My eyes dry from staring so hard, so I force myself to blink to appear that I’m not dying inside. “I don’t understand.”
“I know this must come as a shock. It’s disappointing to us as well. We don’t have the budget to support additional doctors at this time. I know we’re losing a handful of talented medical professionals, but it’s a battle I lost with the board over hospital funding.”
“But—” How can I go from floating five minutes ago to this?
“It’s not you. You are so talented, a doctor with a promising career. You have a knack not only for retaining an incredible amount of information, a dream for an ER with the fast pace of cases, but your bedside manner is also comforting to so many. I hear nothing but positive things. If you would have followed in Dr. Fox’s specialty, then it might be different. We have the vacancy and funding already in place for neuro, but we don’t have the same for the ER at this time.”
My silent devastation must make her think she needs to fill in the rest because she says, “Fox carries weight in Newport. I’m sure they would love, like I would, to have you join a hospital there or your dad’s clinic. But we just can’t at this time. Your program will complete on June first. It’s been an honor to have you at City Medical. Again, I’m sorry to be losing you, Dr. Fox.”
I’m numb when I walk out of the office. I do my job, bury myself in injuries and emergencies, skip my break so I don’t have to face Julie, and clock out as soon as my shift ends. I call a car service and put on a brave face, so to speak, when I text Joshua on the way to his place: Leaving work. Can’t wait to see you.
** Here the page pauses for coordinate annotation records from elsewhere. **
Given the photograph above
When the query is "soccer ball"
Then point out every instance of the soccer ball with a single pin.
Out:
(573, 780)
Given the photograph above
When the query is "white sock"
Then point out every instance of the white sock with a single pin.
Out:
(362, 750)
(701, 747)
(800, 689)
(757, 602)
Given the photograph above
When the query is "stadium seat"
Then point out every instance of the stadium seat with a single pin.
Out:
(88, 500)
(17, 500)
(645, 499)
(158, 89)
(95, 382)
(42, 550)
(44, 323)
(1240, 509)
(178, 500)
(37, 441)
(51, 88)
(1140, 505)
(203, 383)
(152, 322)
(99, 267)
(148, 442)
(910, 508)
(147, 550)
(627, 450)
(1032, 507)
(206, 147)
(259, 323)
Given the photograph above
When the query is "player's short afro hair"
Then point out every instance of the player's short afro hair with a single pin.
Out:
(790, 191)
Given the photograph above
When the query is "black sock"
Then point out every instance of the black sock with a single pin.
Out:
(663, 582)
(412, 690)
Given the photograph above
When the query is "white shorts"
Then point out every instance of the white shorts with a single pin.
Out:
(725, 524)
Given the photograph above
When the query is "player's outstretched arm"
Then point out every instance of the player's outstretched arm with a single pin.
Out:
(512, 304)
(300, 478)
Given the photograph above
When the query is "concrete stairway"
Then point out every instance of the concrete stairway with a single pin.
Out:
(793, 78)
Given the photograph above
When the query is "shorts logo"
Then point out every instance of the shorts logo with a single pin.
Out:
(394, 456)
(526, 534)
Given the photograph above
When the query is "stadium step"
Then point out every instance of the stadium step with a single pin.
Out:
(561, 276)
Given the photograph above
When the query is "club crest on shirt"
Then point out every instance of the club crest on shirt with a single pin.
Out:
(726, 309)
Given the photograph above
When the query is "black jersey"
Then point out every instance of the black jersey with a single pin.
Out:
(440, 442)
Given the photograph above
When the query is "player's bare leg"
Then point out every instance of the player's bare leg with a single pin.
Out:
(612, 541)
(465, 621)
I need him. His sweet words that make me believe I can do anything. His rational side that will help me see this as a positive, maybe even as an opportunity. Yes, he’ll help through this. I’ll survive. I’ll be fine.
The pep talk to myself doesn’t help, but I know Joshua will.
He replies: See you in an hour or so.
His arms around me are the only remedy for my disappointment. Everything I’ve worked for has come back to my father. Again. It’s a comparison I’ll never be able to shake. Did I just lose a job I wanted because I wasn’t his protégé?
Walking toward the door of Joshua’s apartment building, the doorman tips his head and holds the door open for me. “Welcome back, Dr. Fox. Mr. Evans left a key for you.”
“Thank you.” I enter the lobby and follow him to the desk, wanting to disappear in my hurt feelings, but doing my best for a stiff upper lip until I can fall apart in private.
“You made it home just in time. Looks like a storm’s blowing in.”
As if cued, lightning flashes outside. “Seems so.”
Inside the apartment, I set my purse down on the table in the entry. It’s quiet here, dark, the lights from the apartments across the street and another flash of lightning greeting me with a loud crack shortly after. I walk down the short hall and enter the large living space, not feeling at home without him here.
Getting a glass of water, I rest my weight on the island and drink, trying to wash away the feeling of failure threatening to take over. I refill it and walk to the windows, standing with the rain pouring down on the other side.
Being in Joshua’s apartment alone and soon to be jobless were never things I would have imagined a week ago.
The weather is fitting for my mood. Still unsettled, I head for his bedroom to take a shower. While the water heats, I find my bag on the bench at the foot of the bed. Digging out the things I need, I take them into the bathroom with me, starting to find comfort in his home.
The hot water feels good on my shoulders, and though it doesn’t clear my head of the what-ifs—what if I would have become a surgeon? What if I would have gone to work for my father? What if I had listened to him?
I squeeze my eyes closed, knowing I’ll always choose the path I took because like Joshua said, there are no do-overs, and my destiny always ends with him. Standing in his closet, I see one of the T-shirts I remember him wearing back in college. The Patty’s Diner logo is faded, but still evokes a smile. Closing my eyes, I hold it to my nose, feeling the soft fabric against my face before slipping it over my head. I brush my wet hair and take care of my skin, but this feeling of loss keeps returning.